Freelancers who feel constrained by market-imposed limitations are not completely helpless. As mentioned in my previous post, the first step to improving income potential involves differentiation; i.e. making yourself stand out from the crowd.
But let’s assume that you have taken that first step. You have carved out your niche. You have made it clear to your clients why you are a special snowflake, and they seem to have agreed, at least to some extent.
Now what?
The next thing that freelance language-service professionals can do is to improve their productivity. But in practice, what does that mean?
Let’s begin with a definition of productivity, then see how it applies to our industry. In the simplest terms, productivity is the amount of output that you get from a given amount of input. It is a ratio, and it is often used to examine the relative efficiency of a production process.
If a process is highly efficient, then you will get a lot of output from a relatively small amount of input. The classic example comes from agriculture. How much corn (output) can a farmer get from an acre of land, in light of the amount of fertilizer, seeds, equipment used, and hours worked (inputs) to grow it? If the inputs can remain constant, while the output (corn) increases, then the farmer has become more productive.
Applying this idea to translation[1], productivity becomes a measure of the number of translated words (output) that a translator can produce in a day, given the technology used and the number of hours worked (inputs). So, for example, the output could be 1,000 translated words completed in one day, using inputs such as a laptop, dictionaries, the Internet, a word-processing software package, translation memory, and eight hours of labor.
This ratio provides a baseline for this translator to understand her current level of productivity. In order to improve on this ratio, the translator needs to decrease (or modify) the amount of inputs needed to achieve the desired amount of output. Or put another way, the translator needs to increase output with the same number of inputs.
So how can this be achieved?
Economists often mention five general ways of improving productivity: investment, innovation, skills development, business development, and competitiveness.
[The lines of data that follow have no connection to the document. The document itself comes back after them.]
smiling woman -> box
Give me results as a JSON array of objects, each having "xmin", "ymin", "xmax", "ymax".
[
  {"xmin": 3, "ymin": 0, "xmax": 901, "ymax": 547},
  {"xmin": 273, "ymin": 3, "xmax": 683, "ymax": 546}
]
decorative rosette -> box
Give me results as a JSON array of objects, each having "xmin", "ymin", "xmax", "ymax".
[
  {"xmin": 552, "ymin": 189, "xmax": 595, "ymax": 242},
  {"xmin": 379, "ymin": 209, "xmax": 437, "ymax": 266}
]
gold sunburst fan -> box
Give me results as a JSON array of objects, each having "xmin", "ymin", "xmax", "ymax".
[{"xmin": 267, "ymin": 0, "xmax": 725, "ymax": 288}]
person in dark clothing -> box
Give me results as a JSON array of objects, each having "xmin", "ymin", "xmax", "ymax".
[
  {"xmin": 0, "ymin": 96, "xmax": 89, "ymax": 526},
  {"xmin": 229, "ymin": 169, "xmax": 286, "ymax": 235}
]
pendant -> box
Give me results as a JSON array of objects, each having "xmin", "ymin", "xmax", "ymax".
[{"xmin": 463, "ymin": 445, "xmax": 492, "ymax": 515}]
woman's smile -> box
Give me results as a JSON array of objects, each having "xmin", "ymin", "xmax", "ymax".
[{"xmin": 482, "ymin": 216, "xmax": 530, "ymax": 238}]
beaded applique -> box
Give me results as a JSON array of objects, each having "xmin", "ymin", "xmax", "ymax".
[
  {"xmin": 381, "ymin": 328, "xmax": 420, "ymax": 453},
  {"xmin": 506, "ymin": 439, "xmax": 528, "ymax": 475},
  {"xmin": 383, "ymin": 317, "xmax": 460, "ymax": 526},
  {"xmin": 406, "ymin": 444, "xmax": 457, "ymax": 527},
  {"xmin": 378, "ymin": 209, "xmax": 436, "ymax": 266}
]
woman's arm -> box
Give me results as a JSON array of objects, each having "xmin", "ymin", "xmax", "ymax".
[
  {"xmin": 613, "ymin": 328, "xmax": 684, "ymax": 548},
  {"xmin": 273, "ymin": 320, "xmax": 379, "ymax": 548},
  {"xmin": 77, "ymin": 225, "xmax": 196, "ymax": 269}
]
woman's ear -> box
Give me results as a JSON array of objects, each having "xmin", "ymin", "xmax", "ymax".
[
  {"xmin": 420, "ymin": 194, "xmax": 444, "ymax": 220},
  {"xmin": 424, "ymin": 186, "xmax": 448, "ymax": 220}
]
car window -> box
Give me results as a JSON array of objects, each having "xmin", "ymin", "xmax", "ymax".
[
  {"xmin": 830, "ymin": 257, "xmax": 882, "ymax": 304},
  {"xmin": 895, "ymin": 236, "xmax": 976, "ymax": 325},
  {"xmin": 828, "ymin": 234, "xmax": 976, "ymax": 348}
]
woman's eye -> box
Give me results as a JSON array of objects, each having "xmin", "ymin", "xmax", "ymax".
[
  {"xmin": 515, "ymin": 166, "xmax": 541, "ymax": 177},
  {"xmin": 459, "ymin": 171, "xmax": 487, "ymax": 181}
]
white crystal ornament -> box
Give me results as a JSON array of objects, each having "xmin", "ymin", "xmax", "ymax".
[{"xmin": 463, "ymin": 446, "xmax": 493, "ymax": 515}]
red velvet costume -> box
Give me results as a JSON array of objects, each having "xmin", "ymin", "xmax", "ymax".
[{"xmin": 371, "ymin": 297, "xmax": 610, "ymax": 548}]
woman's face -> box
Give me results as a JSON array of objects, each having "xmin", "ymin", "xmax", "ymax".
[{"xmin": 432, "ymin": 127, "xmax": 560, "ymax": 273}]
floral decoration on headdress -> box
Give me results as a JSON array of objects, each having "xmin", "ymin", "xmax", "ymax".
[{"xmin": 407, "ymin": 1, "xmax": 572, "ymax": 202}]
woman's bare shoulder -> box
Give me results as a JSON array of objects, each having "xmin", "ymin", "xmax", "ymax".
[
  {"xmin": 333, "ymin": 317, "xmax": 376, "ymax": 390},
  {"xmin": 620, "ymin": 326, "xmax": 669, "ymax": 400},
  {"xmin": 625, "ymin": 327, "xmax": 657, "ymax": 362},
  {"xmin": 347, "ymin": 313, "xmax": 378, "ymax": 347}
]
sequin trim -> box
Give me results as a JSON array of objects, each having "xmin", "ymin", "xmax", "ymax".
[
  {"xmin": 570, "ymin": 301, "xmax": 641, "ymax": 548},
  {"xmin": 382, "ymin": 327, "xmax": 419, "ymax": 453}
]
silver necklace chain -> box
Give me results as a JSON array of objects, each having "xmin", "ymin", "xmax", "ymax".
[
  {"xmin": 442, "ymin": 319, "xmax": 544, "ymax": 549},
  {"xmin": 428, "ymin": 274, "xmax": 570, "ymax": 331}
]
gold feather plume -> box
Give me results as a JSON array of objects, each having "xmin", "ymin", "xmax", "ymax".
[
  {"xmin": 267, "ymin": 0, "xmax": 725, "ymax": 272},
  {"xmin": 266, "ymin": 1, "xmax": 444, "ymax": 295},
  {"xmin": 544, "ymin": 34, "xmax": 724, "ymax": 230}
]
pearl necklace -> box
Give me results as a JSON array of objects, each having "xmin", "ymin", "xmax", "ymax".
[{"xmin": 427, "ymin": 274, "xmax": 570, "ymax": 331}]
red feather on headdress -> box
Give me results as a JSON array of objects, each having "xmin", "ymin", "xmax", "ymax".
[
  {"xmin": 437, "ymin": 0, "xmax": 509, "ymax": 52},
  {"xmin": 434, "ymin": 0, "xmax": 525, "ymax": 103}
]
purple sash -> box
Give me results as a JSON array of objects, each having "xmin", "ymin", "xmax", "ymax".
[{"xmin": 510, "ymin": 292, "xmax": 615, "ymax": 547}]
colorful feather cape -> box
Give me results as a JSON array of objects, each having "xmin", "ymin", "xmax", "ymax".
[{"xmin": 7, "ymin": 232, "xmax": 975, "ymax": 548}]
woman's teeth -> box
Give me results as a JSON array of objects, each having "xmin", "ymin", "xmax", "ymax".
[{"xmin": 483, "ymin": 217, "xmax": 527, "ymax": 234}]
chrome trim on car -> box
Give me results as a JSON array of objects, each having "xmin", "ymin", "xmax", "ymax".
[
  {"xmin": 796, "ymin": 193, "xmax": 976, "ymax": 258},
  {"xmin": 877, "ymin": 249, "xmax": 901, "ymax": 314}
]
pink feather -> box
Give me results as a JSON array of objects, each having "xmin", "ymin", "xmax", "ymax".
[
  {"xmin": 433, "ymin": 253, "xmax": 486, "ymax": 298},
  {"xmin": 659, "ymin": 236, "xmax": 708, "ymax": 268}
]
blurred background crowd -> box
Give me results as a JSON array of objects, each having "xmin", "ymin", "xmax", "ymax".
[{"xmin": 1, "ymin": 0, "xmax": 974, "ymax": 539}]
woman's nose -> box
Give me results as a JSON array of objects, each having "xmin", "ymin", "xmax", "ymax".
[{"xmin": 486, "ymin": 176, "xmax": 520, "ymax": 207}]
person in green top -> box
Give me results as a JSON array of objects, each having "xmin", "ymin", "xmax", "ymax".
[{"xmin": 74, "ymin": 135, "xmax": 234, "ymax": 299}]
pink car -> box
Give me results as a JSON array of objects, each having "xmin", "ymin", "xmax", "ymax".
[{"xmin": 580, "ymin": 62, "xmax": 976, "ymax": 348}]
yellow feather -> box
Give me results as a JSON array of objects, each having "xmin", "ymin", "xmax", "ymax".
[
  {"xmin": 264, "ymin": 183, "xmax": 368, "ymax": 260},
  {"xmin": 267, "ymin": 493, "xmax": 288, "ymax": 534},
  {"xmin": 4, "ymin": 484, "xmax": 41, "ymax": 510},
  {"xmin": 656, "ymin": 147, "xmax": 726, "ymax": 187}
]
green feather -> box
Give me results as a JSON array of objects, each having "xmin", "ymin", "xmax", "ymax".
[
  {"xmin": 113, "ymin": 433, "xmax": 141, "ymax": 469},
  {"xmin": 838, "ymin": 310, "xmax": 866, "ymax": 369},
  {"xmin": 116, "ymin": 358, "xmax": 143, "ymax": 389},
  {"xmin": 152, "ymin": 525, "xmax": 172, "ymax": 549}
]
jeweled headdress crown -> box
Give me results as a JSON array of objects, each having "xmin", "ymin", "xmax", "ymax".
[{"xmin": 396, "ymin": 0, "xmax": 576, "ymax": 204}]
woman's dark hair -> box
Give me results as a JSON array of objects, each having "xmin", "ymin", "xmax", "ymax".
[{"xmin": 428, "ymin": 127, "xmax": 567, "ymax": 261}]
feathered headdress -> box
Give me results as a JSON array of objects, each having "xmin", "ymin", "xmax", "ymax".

Investment is not just money spent on your inputs, such as a better computer, but also investing in education as well. Innovation involves thinking about new ways in which to do your job better. Skills development is pretty much self-explanatory, while business development focuses on pursuing new opportunities in which to deploy innovation and more developed skills. Finally, competitiveness in this context means determining what the benchmark is for the industry – i.e. the standard for delivering the service in question – and then working to meet and eventually exceed it.
In the language-service industry, there are numerous possibilities for improving productivity, such as developing a faster input method (perhaps talking instead of typing), employing better software, improving translation memory, getting better dictionaries, working in certain fields in which vocabulary is more familiar, etc. After tweaking each of these inputs, translators can keep track of the ones that improve productivity and those that don’t. It is a continuous process, always changing as new input options become available.
One of the results of improving productivity is that it gets at the heart of everything discussed so far in these posts about trying to raise rates. Since the translation market is competitive, and individual translators have limited scope for charging higher rates, then by turning their sights in the other direction – i.e. focusing on productivity – they can achieve the same goal of improving their overall income by modifying their endogenous variables; that is, ones over which they have some control.
This improvement can happen in a couple of ways. First, translators can earn more money while charging the exact same rates, because they are translating more words in the same amount of time. Or another strategy might be to accept lower rates for certain projects that the translator wasn’t able to take previously, because the pay wasn’t good enough for the amount of time required to do the job, thereby increasing overall volume and overall income.
In short, by becoming more productive, translators develop options and some control over their future income.
[1] Again, this post is translation-specific, but the idea of improved productivity can be applied, albeit differently, to interpreting, editing, proofreading and other language services.